A entrada da empresa foi bloqueada e, enquanto entoadas palavras de ordem, frases foram pintadas na entrada do edifício: “Vale Criminosa”; Vale Assassina” e “Vale Nada”.

“O Vale do Ribeira possui perto de 300 pedidos de lavras de mineração no Departamento Nacional de Produção Mineral. Querem fazer buraco em todo o Vale do Ribeira, querem construir barragem em todo lado”, denunciou o militante do Movimento dos Atingidos por Barragens, Ubiratã de Souza.

Outros protestos contra a Vale já haviam sido realizados na semana passada, durante a Jornada de Luta do Dia Internacional da Mulher. Em Belo Horizonte e no Rio de Janeiro, centenas de mulheres escracharam os escritórios da empresa no dia 8 de março, com vários litros de lama derramados nas faxadas dos edifícios. Já cidade de Belo Oriente (MG), os trilhos da estrada de ferro da Vale ficaram inutilizados por mais de 30 horas, devido a ocupação dos atingidos pela lama da Samarco (Vale/BHP Billiton).

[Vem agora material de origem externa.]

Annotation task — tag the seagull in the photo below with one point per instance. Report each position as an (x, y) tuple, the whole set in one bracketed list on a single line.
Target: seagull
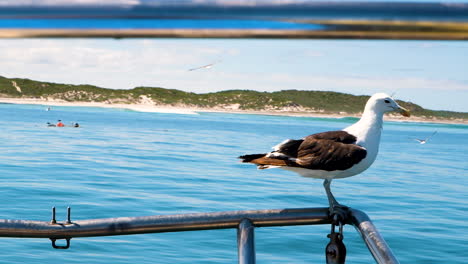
[(333, 154), (424, 141), (207, 66)]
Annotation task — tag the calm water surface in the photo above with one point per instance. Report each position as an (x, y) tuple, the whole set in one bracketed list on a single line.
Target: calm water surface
[(124, 163)]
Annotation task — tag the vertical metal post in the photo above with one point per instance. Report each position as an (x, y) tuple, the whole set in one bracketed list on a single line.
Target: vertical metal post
[(245, 242)]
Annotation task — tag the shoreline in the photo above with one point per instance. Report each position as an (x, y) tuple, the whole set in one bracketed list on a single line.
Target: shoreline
[(150, 108)]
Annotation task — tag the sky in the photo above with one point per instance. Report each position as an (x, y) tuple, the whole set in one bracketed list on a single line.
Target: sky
[(432, 74)]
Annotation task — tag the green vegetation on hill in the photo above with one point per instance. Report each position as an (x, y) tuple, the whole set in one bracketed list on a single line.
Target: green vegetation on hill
[(287, 100)]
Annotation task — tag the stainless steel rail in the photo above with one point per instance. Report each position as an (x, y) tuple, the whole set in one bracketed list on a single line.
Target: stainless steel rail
[(244, 221), (371, 236)]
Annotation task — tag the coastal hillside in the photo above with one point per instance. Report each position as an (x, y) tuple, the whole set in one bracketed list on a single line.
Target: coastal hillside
[(282, 101)]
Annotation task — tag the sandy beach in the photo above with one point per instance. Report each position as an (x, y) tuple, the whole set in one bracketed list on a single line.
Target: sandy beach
[(188, 110)]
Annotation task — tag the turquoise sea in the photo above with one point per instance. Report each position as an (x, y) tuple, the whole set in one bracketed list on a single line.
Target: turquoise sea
[(124, 163)]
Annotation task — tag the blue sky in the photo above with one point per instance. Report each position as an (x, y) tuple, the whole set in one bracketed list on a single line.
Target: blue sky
[(432, 74)]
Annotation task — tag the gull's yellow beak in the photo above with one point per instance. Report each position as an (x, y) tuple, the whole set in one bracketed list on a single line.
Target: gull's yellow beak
[(403, 111)]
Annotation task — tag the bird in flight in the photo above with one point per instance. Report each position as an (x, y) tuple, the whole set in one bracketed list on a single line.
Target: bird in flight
[(333, 154), (207, 66), (424, 141)]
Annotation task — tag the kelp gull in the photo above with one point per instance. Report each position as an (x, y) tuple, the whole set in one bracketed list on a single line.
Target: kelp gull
[(333, 154)]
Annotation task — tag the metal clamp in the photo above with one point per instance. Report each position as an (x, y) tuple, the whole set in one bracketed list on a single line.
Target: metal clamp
[(335, 251), (54, 222), (54, 245)]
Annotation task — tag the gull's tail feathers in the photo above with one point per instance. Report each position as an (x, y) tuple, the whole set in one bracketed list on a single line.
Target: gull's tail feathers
[(263, 161)]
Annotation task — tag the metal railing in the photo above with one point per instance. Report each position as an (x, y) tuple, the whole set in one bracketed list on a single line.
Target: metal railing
[(244, 221)]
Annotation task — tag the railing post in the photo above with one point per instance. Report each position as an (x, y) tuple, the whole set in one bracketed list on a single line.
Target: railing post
[(245, 242)]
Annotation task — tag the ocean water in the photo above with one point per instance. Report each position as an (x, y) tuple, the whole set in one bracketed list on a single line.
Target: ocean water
[(124, 163), (119, 23)]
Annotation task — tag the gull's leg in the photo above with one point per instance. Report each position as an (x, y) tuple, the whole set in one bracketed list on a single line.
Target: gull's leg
[(335, 207)]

O protesto foi organizado pelo Movimento dos Atingidos por Barragens (MAB), Movimento dos Ameaçados por Barragens (MOAB), Movimento Nacional pela Soberania Popular Frente a Mineração (MAM) e Movimento dos Trabalhadores Rurais Sem Terra (MST), além de contar com o apoio do Levante Popular da Juventude e Movimento dos Pequenos Agricultores (MPA).

Pedágio liberado

No período da manhã, os manifestantes já haviam liberado as cancelas de um pedágio no município de Cajati, na Rodovia Régis Bittencourt (BR – 116), que liga a região sudeste e sul do país. O principal objetivo da ação foi protestar contra a construção de barragens na região, alertar sobre os perigos da mineração e denunciar a lentidão nos processos de regularização fundiária no Vale do Ribeira.